In 2023, a retrospective exhibit of Piercy's life and work, "HELLO LA: Clive Piercy - Inside the Mind of a Designer," was mounted at Art Center College of Design.

== Writing==
In 2003, Piercy published Pretty Vacant: The Los Angeles Dingbat Observed (Chronicle Books, 2003), a book of largely black-and-white photographs showcasing the dingbat, a type of vernacular apartment building that was popular in Los Angeles in the 1950s and 1960s, and which was first brought to scholarly attention in Reyner Banham's book Los Angeles: the Architecture of Four Ecologies. Piercy's book was praised by critics both for its content (his approach was likened to the serial documentary photographs of Ed Ruscha) and its design.

== Teaching ==
Piercy was a professor at Art Center College of Design in Pasadena, California, serving on the faculty of the Graphic Design and Illustration departments. “Teaching is a very big part of what I do,” he said. “It has fueled my creative soul in a big way.” In the 90's, he also taught graphic design at Otis College of Art & Design.

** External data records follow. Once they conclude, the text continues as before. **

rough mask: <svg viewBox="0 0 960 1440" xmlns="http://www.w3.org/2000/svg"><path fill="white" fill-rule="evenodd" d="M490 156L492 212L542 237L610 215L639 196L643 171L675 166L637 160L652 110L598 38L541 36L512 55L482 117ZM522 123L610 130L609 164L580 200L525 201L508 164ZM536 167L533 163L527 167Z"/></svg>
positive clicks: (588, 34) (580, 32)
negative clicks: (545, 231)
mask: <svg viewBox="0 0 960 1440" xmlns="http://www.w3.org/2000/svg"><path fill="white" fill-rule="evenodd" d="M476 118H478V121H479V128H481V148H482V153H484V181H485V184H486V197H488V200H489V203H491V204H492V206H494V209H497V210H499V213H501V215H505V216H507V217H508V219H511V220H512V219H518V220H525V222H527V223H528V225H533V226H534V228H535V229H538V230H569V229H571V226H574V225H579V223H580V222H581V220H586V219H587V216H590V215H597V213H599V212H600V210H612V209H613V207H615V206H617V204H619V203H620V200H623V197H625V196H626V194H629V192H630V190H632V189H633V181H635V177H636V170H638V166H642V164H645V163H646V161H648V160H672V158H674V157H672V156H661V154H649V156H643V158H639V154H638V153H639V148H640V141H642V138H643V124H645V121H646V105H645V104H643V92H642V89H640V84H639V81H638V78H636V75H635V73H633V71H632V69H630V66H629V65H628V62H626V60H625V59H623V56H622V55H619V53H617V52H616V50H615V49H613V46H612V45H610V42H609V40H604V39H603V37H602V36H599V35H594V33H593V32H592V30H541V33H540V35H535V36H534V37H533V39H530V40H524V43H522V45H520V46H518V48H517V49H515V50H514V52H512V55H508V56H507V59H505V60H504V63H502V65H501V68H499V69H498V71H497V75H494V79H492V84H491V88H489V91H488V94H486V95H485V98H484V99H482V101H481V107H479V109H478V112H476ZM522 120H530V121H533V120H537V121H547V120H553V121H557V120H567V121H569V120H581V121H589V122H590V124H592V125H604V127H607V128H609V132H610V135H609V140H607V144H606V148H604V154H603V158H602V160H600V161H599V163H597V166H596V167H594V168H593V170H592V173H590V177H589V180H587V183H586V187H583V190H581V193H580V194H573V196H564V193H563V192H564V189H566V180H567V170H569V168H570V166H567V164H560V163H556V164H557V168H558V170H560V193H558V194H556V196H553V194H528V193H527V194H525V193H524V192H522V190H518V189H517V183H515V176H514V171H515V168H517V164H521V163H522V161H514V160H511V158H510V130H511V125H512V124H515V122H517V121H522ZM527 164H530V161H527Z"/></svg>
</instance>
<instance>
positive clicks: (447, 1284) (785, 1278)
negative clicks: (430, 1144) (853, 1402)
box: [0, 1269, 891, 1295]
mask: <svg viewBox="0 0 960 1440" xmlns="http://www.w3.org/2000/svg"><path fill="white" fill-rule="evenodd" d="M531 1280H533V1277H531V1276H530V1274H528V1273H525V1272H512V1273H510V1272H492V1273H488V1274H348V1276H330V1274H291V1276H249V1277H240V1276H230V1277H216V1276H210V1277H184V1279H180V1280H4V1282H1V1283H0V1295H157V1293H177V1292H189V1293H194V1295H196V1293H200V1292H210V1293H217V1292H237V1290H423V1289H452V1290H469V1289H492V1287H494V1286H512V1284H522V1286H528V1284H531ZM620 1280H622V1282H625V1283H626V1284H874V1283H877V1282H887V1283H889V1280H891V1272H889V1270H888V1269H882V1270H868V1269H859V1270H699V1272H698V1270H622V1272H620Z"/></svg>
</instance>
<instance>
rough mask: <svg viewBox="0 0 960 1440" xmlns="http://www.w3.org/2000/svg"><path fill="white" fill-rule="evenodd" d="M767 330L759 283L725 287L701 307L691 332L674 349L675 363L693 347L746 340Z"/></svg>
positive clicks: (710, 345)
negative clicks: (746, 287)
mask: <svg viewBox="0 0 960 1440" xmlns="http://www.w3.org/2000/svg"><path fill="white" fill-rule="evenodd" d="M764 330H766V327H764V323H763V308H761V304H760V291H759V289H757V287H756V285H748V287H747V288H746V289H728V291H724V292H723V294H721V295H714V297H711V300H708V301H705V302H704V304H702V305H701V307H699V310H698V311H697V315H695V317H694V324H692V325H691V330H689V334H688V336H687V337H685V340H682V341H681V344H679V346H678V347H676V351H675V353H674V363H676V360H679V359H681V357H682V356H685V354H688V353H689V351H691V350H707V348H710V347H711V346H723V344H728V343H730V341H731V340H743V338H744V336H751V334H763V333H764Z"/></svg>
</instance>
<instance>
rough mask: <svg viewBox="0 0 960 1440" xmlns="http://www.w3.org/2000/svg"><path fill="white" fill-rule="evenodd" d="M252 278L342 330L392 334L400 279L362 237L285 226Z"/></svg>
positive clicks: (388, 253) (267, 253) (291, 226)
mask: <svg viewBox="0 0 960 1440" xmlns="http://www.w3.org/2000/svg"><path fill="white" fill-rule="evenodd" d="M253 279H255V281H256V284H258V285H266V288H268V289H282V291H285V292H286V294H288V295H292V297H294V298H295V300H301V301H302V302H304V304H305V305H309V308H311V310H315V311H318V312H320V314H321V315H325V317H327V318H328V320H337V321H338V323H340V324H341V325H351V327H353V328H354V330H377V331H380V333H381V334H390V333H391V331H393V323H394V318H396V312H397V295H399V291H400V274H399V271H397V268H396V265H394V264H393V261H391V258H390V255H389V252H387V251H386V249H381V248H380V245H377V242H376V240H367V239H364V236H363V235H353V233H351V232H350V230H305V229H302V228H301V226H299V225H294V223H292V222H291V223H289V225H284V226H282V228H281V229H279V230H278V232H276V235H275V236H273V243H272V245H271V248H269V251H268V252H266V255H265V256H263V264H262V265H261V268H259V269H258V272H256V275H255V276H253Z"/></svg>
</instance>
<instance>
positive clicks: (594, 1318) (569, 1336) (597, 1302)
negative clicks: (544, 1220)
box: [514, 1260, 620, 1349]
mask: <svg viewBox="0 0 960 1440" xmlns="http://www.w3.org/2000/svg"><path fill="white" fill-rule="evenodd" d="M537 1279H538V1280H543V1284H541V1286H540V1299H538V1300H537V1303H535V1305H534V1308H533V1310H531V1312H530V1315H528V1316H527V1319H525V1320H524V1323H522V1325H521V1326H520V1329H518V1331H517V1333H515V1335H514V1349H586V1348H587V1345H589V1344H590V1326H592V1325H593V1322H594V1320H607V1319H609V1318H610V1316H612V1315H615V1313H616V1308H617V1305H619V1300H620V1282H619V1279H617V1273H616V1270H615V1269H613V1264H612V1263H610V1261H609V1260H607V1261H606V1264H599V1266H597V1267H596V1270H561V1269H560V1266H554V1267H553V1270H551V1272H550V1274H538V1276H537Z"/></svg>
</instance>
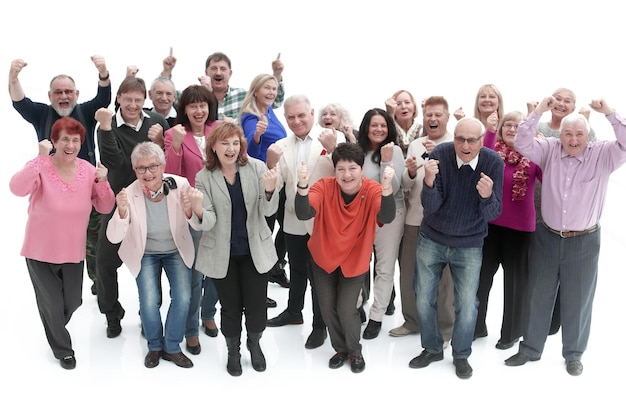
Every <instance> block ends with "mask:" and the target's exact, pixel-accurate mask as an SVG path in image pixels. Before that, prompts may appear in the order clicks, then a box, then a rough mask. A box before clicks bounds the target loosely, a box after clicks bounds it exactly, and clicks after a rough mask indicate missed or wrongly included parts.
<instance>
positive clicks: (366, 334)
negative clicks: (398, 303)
mask: <svg viewBox="0 0 626 417" xmlns="http://www.w3.org/2000/svg"><path fill="white" fill-rule="evenodd" d="M382 325H383V324H382V323H381V322H380V321H376V320H372V319H370V321H368V322H367V326H366V327H365V330H364V331H363V339H376V338H377V337H378V334H379V333H380V328H381V327H382Z"/></svg>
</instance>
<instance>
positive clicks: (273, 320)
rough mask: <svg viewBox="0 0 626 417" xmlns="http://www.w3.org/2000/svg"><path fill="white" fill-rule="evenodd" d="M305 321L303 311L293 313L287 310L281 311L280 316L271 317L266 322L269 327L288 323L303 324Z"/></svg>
mask: <svg viewBox="0 0 626 417" xmlns="http://www.w3.org/2000/svg"><path fill="white" fill-rule="evenodd" d="M302 323H304V319H303V318H302V313H291V312H289V311H287V310H285V311H283V312H282V313H280V314H279V315H278V316H276V317H274V318H273V319H269V320H268V321H267V323H266V326H267V327H280V326H286V325H288V324H302Z"/></svg>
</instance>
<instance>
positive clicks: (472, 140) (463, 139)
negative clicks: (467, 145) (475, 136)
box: [454, 136, 480, 145]
mask: <svg viewBox="0 0 626 417" xmlns="http://www.w3.org/2000/svg"><path fill="white" fill-rule="evenodd" d="M479 140H480V138H462V137H459V136H455V137H454V141H455V142H456V143H460V144H462V143H464V142H467V144H468V145H476V144H477V143H478V141H479Z"/></svg>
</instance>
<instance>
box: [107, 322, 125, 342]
mask: <svg viewBox="0 0 626 417" xmlns="http://www.w3.org/2000/svg"><path fill="white" fill-rule="evenodd" d="M120 333H122V324H121V320H120V319H111V320H107V337H108V338H109V339H113V338H114V337H117V336H119V335H120Z"/></svg>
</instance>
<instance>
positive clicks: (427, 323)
mask: <svg viewBox="0 0 626 417" xmlns="http://www.w3.org/2000/svg"><path fill="white" fill-rule="evenodd" d="M416 257H417V259H416V268H415V272H416V279H415V282H416V287H415V293H416V303H417V315H418V317H419V320H420V327H421V329H422V332H421V337H422V347H423V348H424V349H425V350H426V351H428V352H430V353H439V352H441V351H442V350H443V337H442V336H441V333H440V332H439V324H438V323H439V322H438V316H437V288H438V285H439V280H440V279H441V272H442V271H443V268H444V267H445V266H446V265H450V272H451V273H452V281H453V282H454V309H455V319H454V329H453V330H452V357H453V358H454V359H466V358H468V357H469V356H470V354H471V353H472V341H473V339H474V326H475V325H476V315H477V312H478V297H477V296H476V291H477V290H478V283H479V280H480V267H481V264H482V257H483V255H482V247H473V248H454V247H450V246H445V245H442V244H439V243H437V242H435V241H433V240H431V239H429V238H427V237H426V236H424V235H423V234H422V233H420V235H419V238H418V241H417V255H416Z"/></svg>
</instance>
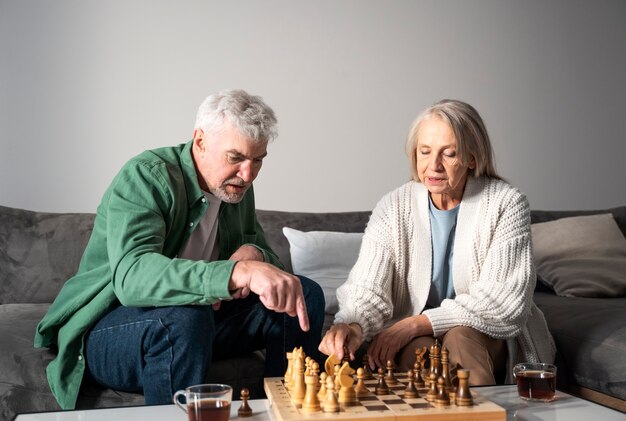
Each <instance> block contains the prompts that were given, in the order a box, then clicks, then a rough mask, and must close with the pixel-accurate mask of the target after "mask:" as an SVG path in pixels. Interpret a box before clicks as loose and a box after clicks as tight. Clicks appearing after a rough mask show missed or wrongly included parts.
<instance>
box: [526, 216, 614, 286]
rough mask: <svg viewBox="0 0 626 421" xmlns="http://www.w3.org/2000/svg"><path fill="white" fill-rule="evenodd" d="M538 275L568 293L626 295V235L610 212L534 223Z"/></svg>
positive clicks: (535, 246) (547, 282)
mask: <svg viewBox="0 0 626 421" xmlns="http://www.w3.org/2000/svg"><path fill="white" fill-rule="evenodd" d="M531 228H532V236H533V256H534V260H535V266H536V268H537V276H538V278H539V279H540V280H541V281H542V282H544V283H546V284H547V285H549V286H550V287H551V288H552V289H553V290H554V292H555V293H556V294H557V295H560V296H564V297H595V298H603V297H623V296H626V238H624V236H623V234H622V232H621V231H620V229H619V227H618V226H617V223H616V222H615V219H613V216H612V215H611V214H610V213H609V214H599V215H588V216H576V217H571V218H562V219H557V220H555V221H550V222H542V223H537V224H532V225H531Z"/></svg>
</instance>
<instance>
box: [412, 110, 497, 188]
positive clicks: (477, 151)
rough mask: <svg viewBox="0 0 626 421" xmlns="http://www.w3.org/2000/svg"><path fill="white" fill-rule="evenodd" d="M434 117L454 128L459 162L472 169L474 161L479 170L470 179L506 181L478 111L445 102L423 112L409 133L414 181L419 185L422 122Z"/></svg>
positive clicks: (470, 170) (487, 134)
mask: <svg viewBox="0 0 626 421" xmlns="http://www.w3.org/2000/svg"><path fill="white" fill-rule="evenodd" d="M431 117H438V118H440V119H442V120H443V121H445V122H446V123H448V124H449V125H450V127H451V128H452V130H453V131H454V136H455V137H456V142H457V152H458V155H459V158H460V160H461V162H462V163H463V164H464V165H465V166H469V163H470V161H471V159H472V158H474V161H475V167H474V168H473V169H470V170H469V171H470V176H473V177H480V176H485V177H489V178H496V179H501V178H502V177H500V176H499V175H498V173H497V172H496V167H495V159H494V157H493V148H492V147H491V141H490V140H489V134H488V133H487V128H486V127H485V123H484V122H483V119H482V118H481V117H480V114H478V111H476V109H475V108H474V107H472V106H471V105H469V104H468V103H466V102H463V101H459V100H455V99H444V100H441V101H439V102H437V103H436V104H434V105H431V106H430V107H428V108H427V109H425V110H424V111H422V112H421V113H420V115H419V116H417V118H416V119H415V120H414V121H413V124H412V125H411V129H410V130H409V135H408V136H407V141H406V153H407V155H408V156H409V161H410V164H411V175H412V177H413V180H415V181H419V177H418V175H417V154H416V151H417V141H418V139H417V135H418V132H419V128H420V125H421V124H422V122H423V121H424V120H426V119H428V118H431Z"/></svg>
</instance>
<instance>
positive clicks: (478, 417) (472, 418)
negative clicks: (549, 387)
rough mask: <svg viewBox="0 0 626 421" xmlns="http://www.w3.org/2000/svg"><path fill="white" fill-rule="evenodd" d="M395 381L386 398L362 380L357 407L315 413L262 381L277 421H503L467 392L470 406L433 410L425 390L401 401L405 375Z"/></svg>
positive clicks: (278, 384) (280, 382)
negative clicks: (298, 406) (358, 399)
mask: <svg viewBox="0 0 626 421" xmlns="http://www.w3.org/2000/svg"><path fill="white" fill-rule="evenodd" d="M396 377H397V379H398V381H399V383H398V384H396V385H393V386H392V385H390V386H389V388H390V389H391V391H390V392H389V394H388V395H379V396H377V395H376V394H374V393H373V391H374V389H375V387H376V382H377V381H376V380H375V379H371V380H366V381H365V385H366V386H367V388H368V389H370V391H371V393H370V394H368V395H367V396H365V397H362V398H359V402H358V404H356V405H354V406H346V407H344V406H341V407H340V411H339V412H335V413H326V412H316V413H312V414H306V413H303V412H302V411H301V410H300V409H299V408H296V406H295V405H294V404H293V403H292V402H291V397H290V395H289V391H287V389H286V388H285V386H284V382H283V379H282V378H281V377H272V378H266V379H265V380H264V388H265V394H266V395H267V399H268V400H269V403H270V406H271V407H272V411H273V412H274V415H275V417H276V419H277V420H278V421H297V420H326V419H337V420H350V421H392V420H404V421H408V420H419V421H437V420H441V421H443V420H445V421H448V420H476V421H478V420H480V421H491V420H493V421H505V420H506V411H505V410H504V408H502V407H500V406H498V405H496V404H495V403H493V402H491V401H489V400H487V399H486V398H484V397H482V396H481V395H480V392H477V391H476V389H475V388H474V389H471V393H472V396H473V398H474V405H472V406H466V407H463V406H456V405H455V404H454V402H452V403H451V405H450V406H445V407H436V406H435V405H434V404H432V403H430V402H428V401H427V400H426V399H425V398H424V397H425V396H426V393H427V392H428V390H427V389H419V394H420V397H419V398H413V399H405V398H404V397H403V395H404V389H405V388H406V383H407V381H406V374H404V375H401V374H399V373H398V374H397V376H396Z"/></svg>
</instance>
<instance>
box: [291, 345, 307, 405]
mask: <svg viewBox="0 0 626 421" xmlns="http://www.w3.org/2000/svg"><path fill="white" fill-rule="evenodd" d="M293 370H294V378H293V385H292V390H291V402H292V403H293V404H294V405H295V406H296V408H299V407H300V406H301V405H302V401H303V400H304V395H305V393H306V390H305V389H306V384H305V383H304V358H302V357H299V358H296V360H295V361H294V366H293Z"/></svg>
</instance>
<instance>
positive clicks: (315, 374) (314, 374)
mask: <svg viewBox="0 0 626 421" xmlns="http://www.w3.org/2000/svg"><path fill="white" fill-rule="evenodd" d="M310 369H311V373H310V374H311V376H315V377H316V378H317V379H319V377H320V365H319V364H318V363H317V362H315V360H313V359H311V368H310ZM316 385H317V386H316V387H315V393H317V392H318V391H319V389H320V384H319V381H318V382H316Z"/></svg>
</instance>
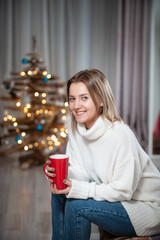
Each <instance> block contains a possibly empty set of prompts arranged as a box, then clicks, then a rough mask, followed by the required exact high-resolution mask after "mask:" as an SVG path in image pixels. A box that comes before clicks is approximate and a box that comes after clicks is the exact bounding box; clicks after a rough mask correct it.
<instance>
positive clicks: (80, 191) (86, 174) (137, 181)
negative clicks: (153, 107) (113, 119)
mask: <svg viewBox="0 0 160 240" xmlns="http://www.w3.org/2000/svg"><path fill="white" fill-rule="evenodd" d="M68 130H69V141H68V145H67V154H68V155H69V157H70V160H69V161H70V164H71V165H70V167H69V179H70V180H71V181H72V188H71V190H70V192H69V194H68V195H67V197H68V198H76V199H87V198H93V199H95V200H97V201H103V200H106V201H109V202H117V201H121V202H122V204H123V206H124V208H125V209H126V211H127V213H128V215H129V217H130V219H131V222H132V224H133V226H134V228H135V231H136V234H137V235H138V236H148V235H155V234H159V233H160V173H159V171H158V169H157V168H156V167H155V166H154V164H153V163H152V161H151V159H150V158H149V156H148V155H147V154H146V153H145V152H144V151H143V149H142V148H141V146H140V145H139V143H138V141H137V140H136V138H135V136H134V134H133V132H132V131H131V130H130V128H129V127H128V126H127V125H126V124H124V123H122V122H121V123H120V122H115V123H114V126H113V125H112V124H111V123H110V122H109V121H108V120H105V121H103V120H102V118H101V117H99V118H98V120H97V121H96V123H95V124H94V125H93V126H92V128H91V129H89V130H86V128H85V126H84V125H83V124H78V125H77V130H75V132H74V133H73V132H72V130H71V124H70V120H69V124H68Z"/></svg>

Piercy himself repeated this advice to students, urging them above all to manifest themselves in their work: "There are plenty of designers in the world; we are doing perfectly well without you. But what there is a true lack of is great graphic designers. So that is your obligation if you are in this class, to be great. And the greatest thing you can do as a designer is have work that is representative of your character, that reflects who you are, that is a manifestation of your taste."

== Personal life ==
Piercy was married to British-American illustrator Ann Field, with whom he collaborated frequently.

He died in Santa Monica in 2017, of cancer.